From the course: Brad Feld on Raising Capital

Avoiding spam

- While the invention and proliferation of email has made communication between entrepreneurs and investors much easier and much faster, there's also a lot of dangers to it. Imagine being on the receiving end of the following email. Dear Mr. Investor, colon: Generic, generic, generic, generic, generic, generic, generic, generic, generic, generic, generic, End. You'd think, oh, come on, nobody would ever send an email like that to an investor where it literally doesn't say Dear Brad, it says Dear Mr. Investor because they didn't get the mail merge quite right on that email list that they were sending out to 50 or a hundred investors. Or how about that email that says Dear Joe when it's meant to be to Dear Brad? Don't send out spam.

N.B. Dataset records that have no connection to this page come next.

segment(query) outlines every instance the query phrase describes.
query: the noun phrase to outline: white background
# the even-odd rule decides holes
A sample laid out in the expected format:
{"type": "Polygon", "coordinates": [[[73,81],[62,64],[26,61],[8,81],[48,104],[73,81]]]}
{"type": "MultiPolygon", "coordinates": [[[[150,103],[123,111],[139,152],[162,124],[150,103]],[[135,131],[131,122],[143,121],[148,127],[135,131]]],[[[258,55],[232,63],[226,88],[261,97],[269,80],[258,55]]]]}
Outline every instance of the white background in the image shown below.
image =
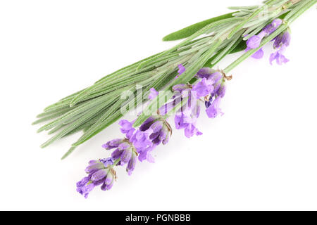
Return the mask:
{"type": "MultiPolygon", "coordinates": [[[[80,134],[40,149],[32,127],[47,105],[103,76],[175,44],[161,38],[260,1],[1,1],[0,210],[317,210],[316,6],[292,25],[285,65],[249,58],[232,71],[225,115],[201,116],[203,136],[174,130],[139,163],[119,168],[108,192],[85,200],[75,183],[101,147],[120,137],[113,124],[60,158],[80,134]]],[[[223,68],[240,55],[228,57],[223,68]]],[[[173,120],[170,120],[173,124],[173,120]]]]}

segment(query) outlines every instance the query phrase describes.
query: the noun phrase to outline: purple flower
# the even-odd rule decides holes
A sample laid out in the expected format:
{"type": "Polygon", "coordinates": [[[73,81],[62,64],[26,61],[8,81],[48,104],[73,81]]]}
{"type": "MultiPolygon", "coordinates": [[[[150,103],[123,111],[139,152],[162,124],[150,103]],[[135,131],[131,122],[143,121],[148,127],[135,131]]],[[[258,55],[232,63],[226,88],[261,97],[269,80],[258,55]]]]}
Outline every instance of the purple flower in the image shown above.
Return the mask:
{"type": "Polygon", "coordinates": [[[101,190],[110,190],[113,186],[116,172],[112,168],[113,161],[111,158],[91,160],[85,172],[88,176],[84,177],[76,184],[77,191],[85,198],[94,187],[101,185],[101,190]]]}
{"type": "Polygon", "coordinates": [[[131,175],[135,167],[135,156],[136,154],[136,149],[133,143],[128,139],[125,139],[112,153],[111,159],[113,161],[119,160],[118,165],[120,166],[128,164],[127,172],[129,175],[131,175]]]}
{"type": "Polygon", "coordinates": [[[283,53],[286,47],[290,45],[290,34],[288,30],[280,34],[274,39],[273,48],[276,49],[276,51],[271,53],[270,56],[271,65],[273,64],[273,61],[275,60],[276,60],[276,63],[278,65],[282,65],[282,63],[286,63],[290,61],[286,58],[283,53]]]}
{"type": "Polygon", "coordinates": [[[149,89],[150,94],[149,94],[149,100],[153,100],[158,95],[158,92],[154,88],[149,89]]]}
{"type": "Polygon", "coordinates": [[[135,122],[129,122],[126,120],[121,120],[119,122],[119,125],[121,126],[121,128],[120,130],[123,134],[125,134],[125,136],[128,139],[131,138],[131,136],[133,135],[133,133],[135,131],[135,129],[133,128],[133,123],[135,122]]]}
{"type": "Polygon", "coordinates": [[[129,162],[128,162],[127,166],[127,172],[129,176],[131,176],[132,172],[133,170],[135,170],[135,165],[137,163],[137,153],[133,151],[131,155],[131,158],[129,160],[129,162]]]}
{"type": "Polygon", "coordinates": [[[201,135],[196,127],[196,123],[199,117],[200,107],[197,98],[191,95],[186,105],[181,108],[175,116],[175,125],[177,129],[184,129],[185,135],[190,138],[194,135],[201,135]]]}
{"type": "MultiPolygon", "coordinates": [[[[276,19],[274,20],[271,23],[265,27],[262,31],[256,35],[252,36],[247,41],[247,49],[246,51],[251,49],[258,48],[261,41],[264,37],[268,36],[276,30],[276,29],[282,24],[282,20],[276,19]]],[[[261,53],[261,52],[260,52],[261,53]]],[[[255,57],[259,57],[259,55],[256,54],[255,57]]]]}
{"type": "Polygon", "coordinates": [[[155,160],[154,157],[151,155],[151,152],[154,149],[156,146],[150,146],[147,148],[140,149],[139,150],[139,157],[138,159],[140,162],[143,162],[147,160],[147,162],[150,163],[154,163],[155,160]]]}
{"type": "Polygon", "coordinates": [[[221,109],[219,108],[221,97],[218,96],[211,103],[210,106],[206,110],[206,112],[209,118],[215,118],[219,114],[223,115],[221,109]]]}
{"type": "Polygon", "coordinates": [[[148,118],[131,139],[139,155],[139,160],[147,160],[154,162],[154,159],[150,152],[161,143],[166,144],[170,136],[169,124],[159,116],[148,118]]]}
{"type": "Polygon", "coordinates": [[[102,148],[106,150],[118,148],[119,145],[123,142],[123,139],[113,139],[108,141],[106,143],[102,145],[102,148]]]}
{"type": "Polygon", "coordinates": [[[186,71],[186,68],[182,64],[178,65],[178,75],[177,75],[175,79],[178,79],[178,77],[180,77],[180,75],[181,75],[182,73],[184,73],[184,72],[186,71]]]}
{"type": "Polygon", "coordinates": [[[277,51],[273,53],[270,56],[270,63],[273,65],[273,61],[276,60],[276,63],[278,65],[282,65],[282,63],[286,63],[290,61],[284,55],[283,52],[285,51],[285,47],[281,47],[277,51]]]}
{"type": "MultiPolygon", "coordinates": [[[[247,41],[247,49],[249,51],[251,49],[256,49],[262,41],[263,38],[266,35],[264,31],[261,31],[259,34],[252,36],[247,41]]],[[[246,49],[246,51],[247,51],[246,49]]]]}
{"type": "Polygon", "coordinates": [[[206,96],[213,90],[213,82],[211,79],[203,78],[193,86],[192,91],[196,92],[197,98],[206,96]]]}
{"type": "Polygon", "coordinates": [[[256,59],[262,58],[264,56],[264,51],[263,51],[263,49],[261,48],[257,51],[256,51],[255,53],[252,55],[252,57],[256,59]]]}
{"type": "Polygon", "coordinates": [[[282,21],[281,19],[279,19],[279,18],[275,19],[275,20],[273,20],[271,23],[266,25],[266,27],[265,27],[263,29],[263,31],[266,32],[267,36],[268,36],[271,34],[272,34],[273,32],[275,32],[276,30],[276,29],[278,29],[278,27],[280,26],[282,22],[282,21]]]}

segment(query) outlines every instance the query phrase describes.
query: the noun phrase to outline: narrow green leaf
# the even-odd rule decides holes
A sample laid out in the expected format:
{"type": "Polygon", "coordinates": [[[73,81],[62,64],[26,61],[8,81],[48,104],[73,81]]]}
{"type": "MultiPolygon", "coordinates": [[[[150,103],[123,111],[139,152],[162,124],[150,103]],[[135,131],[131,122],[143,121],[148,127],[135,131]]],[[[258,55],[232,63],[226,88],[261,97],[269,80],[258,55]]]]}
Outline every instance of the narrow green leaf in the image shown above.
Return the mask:
{"type": "Polygon", "coordinates": [[[168,35],[166,35],[163,38],[163,41],[176,41],[187,38],[195,32],[203,28],[204,27],[208,25],[209,24],[216,22],[218,20],[221,20],[226,18],[230,18],[232,17],[232,14],[237,12],[230,13],[228,14],[221,15],[220,16],[217,16],[209,20],[206,20],[197,23],[195,23],[192,25],[185,27],[182,30],[173,32],[168,35]]]}

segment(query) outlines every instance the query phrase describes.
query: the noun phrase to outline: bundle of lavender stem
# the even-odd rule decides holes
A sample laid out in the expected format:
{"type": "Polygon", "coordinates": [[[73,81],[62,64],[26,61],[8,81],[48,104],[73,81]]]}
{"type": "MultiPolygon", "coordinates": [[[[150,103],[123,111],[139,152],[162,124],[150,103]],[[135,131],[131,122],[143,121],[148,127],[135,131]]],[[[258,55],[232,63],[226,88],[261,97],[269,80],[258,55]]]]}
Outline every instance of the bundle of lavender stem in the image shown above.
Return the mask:
{"type": "Polygon", "coordinates": [[[283,52],[290,41],[289,26],[316,1],[268,0],[261,6],[230,7],[235,11],[166,36],[163,41],[183,40],[169,50],[118,70],[93,85],[46,107],[33,123],[46,122],[38,131],[48,131],[49,134],[54,134],[41,147],[46,147],[61,138],[82,131],[82,135],[73,143],[63,156],[63,159],[80,144],[123,117],[124,114],[120,110],[123,107],[128,107],[126,112],[128,112],[131,105],[145,105],[143,112],[132,122],[120,122],[121,131],[126,134],[125,139],[113,140],[104,146],[106,149],[118,148],[112,157],[90,162],[86,171],[90,176],[77,184],[77,191],[86,197],[89,191],[83,191],[83,187],[86,189],[89,186],[94,187],[95,181],[102,180],[101,189],[109,189],[116,176],[113,167],[128,163],[127,170],[130,173],[137,155],[142,158],[140,161],[151,160],[147,154],[153,149],[149,148],[150,142],[167,143],[171,129],[165,120],[170,113],[159,113],[158,109],[170,108],[174,112],[178,112],[175,118],[176,128],[185,129],[187,137],[201,134],[193,122],[199,112],[193,114],[192,105],[188,103],[189,100],[194,99],[195,102],[196,99],[204,98],[209,117],[221,113],[218,105],[224,95],[225,81],[230,79],[230,76],[226,75],[249,56],[261,58],[264,53],[262,46],[270,41],[274,41],[275,50],[271,55],[270,62],[287,63],[288,60],[283,52]],[[223,70],[212,69],[227,55],[239,51],[244,53],[223,70]],[[139,91],[141,89],[142,91],[139,91]],[[123,98],[122,94],[127,91],[132,93],[135,98],[123,98]],[[149,99],[151,101],[146,103],[149,99]],[[168,101],[171,104],[168,105],[168,101]],[[189,111],[187,112],[188,108],[189,111]],[[185,120],[186,117],[190,117],[191,122],[185,120]],[[156,128],[152,127],[154,124],[156,128]],[[137,131],[134,128],[139,127],[137,131]],[[144,131],[149,127],[152,133],[148,132],[147,136],[144,131]],[[154,134],[154,130],[162,131],[162,129],[163,132],[156,136],[156,139],[153,136],[149,138],[154,134]],[[138,146],[143,150],[138,150],[138,146]],[[147,148],[147,151],[144,150],[144,148],[147,148]],[[125,155],[120,155],[123,152],[125,153],[125,155]],[[99,169],[96,170],[96,168],[99,169]],[[96,172],[99,174],[94,174],[96,172]]]}

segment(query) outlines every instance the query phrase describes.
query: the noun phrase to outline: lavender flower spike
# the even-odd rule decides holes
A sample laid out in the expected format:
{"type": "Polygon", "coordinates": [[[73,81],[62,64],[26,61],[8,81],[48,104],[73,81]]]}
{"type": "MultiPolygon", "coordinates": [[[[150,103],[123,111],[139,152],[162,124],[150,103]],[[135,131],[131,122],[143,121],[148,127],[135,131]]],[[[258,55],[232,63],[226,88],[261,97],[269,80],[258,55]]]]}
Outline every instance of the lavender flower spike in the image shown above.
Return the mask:
{"type": "Polygon", "coordinates": [[[176,75],[175,79],[178,79],[178,77],[180,77],[182,73],[184,73],[184,72],[186,71],[186,68],[182,64],[178,65],[178,74],[176,75]]]}
{"type": "Polygon", "coordinates": [[[281,19],[275,19],[271,24],[265,27],[262,30],[262,31],[257,35],[254,35],[250,37],[247,41],[247,48],[246,51],[247,51],[249,49],[258,48],[261,44],[261,41],[262,41],[263,38],[264,37],[270,35],[273,32],[275,32],[281,24],[282,24],[281,19]]]}

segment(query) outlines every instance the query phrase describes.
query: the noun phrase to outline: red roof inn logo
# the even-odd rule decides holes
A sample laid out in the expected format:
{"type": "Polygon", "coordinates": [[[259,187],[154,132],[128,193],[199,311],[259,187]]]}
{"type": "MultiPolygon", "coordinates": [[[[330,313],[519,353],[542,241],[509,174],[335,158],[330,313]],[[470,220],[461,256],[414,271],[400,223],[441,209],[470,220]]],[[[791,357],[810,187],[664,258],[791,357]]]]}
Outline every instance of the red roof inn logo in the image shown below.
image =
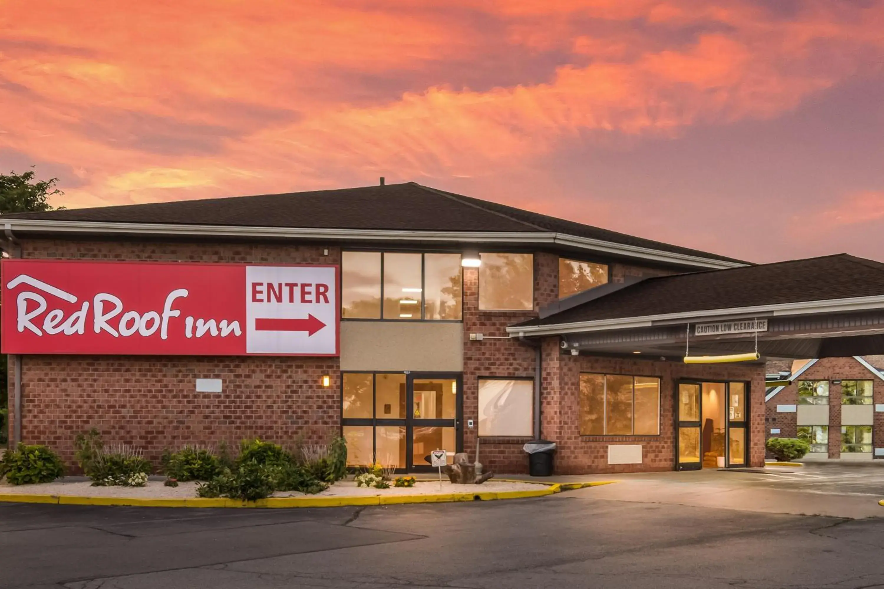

Don't send out bulk emails to investors. In fact, in some ways, view each investor communication as something unique and be really deliberate about how you're making that first interaction with the investor so that you don't get tangled up in the threads of today's modern email systems where if they all have the same subject line, you send something out to a bunch of people, all of a sudden you've go this massively threaded thing. Use the technology as a tool, but recognize that you're still trying to develop a relationship with each individual investor rather than viewing them as a generic audience that you're going after. Now, it may seem a little pedantic to say how you should use email, but it's amazing to me the number of entrepreneurs that while fundraising has elements of sales process in it, literally don't think about the difference between a high touch sales process where you're really doing something individualized with each potential person that you're going after versus a high volume sales process where you're just hoping somebody will respond so that you can then engage with them. So take it seriously from that perspective and don't spam your investors.